Erdogan’s triumph takes Turkey into the era of one-man rule

Recep Tayyip Erdogan, modern Turkey’s longest-serving ruler, won a mandate to govern with sweeping new powers after a double victory in presidential and parliamentary elections.
Erdogan had 53% of the presidential vote to 31% for his closest challenger, Muharrem Ince of the secular Republican People’s Party or CHP, according to government news agency Anadolu. The country’s electoral board hasn’t published official results yet, but it confirmed that Erdogan won. Official voting results will be announced on July 5.
“We must leave election tensions behind us,” Erdogan told a jubilant crowd of supporters in Istanbul. Then he flew to Ankara and delivered what’s become a traditional victory speech from a balcony in the capital, saying the country had voted “for growth, for development, for investment”. While Ince conceded, he disputed the vote count and called Erdogan’s regime a grave danger to democracy. He expressed concern that Turkey is “not going to be a society governed by institutions and rules”. The country was officially under emergency rule during the campaign, giving the government extensive powers to suppress dissent.
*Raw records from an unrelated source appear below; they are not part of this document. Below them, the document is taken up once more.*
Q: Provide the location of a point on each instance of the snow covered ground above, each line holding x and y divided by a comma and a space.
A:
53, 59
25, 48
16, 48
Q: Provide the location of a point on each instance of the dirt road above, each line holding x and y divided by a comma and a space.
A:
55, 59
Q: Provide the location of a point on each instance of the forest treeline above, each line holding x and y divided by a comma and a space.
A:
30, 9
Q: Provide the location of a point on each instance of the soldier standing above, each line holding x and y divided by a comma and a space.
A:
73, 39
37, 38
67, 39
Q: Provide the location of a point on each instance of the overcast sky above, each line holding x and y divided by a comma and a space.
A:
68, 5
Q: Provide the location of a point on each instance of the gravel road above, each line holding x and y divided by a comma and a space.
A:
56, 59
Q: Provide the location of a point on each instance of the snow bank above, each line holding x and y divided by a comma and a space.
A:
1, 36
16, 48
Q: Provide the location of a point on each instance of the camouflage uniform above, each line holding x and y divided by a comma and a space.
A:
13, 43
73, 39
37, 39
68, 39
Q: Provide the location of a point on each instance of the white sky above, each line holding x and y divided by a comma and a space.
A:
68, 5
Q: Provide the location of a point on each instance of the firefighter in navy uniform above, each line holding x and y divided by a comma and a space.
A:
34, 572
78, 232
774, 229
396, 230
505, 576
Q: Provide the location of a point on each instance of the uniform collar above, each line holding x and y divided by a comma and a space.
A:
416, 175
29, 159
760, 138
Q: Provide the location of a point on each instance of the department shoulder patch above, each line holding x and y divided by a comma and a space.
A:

The results mark “the last step towards Turkey’s transformation into a one-man regime”, political-risk analyst Wolfango Piccoli said. Erdogan, who has governed since 2003, campaigned on the need for continuity in turbulent times. He’s presided over an economic boom that in recent months has threatened to turn into a bust. The currency plunged and capital fled as Erdogan fought with his own central bank, insisting against economic orthodoxy that interest rates need to be lowered.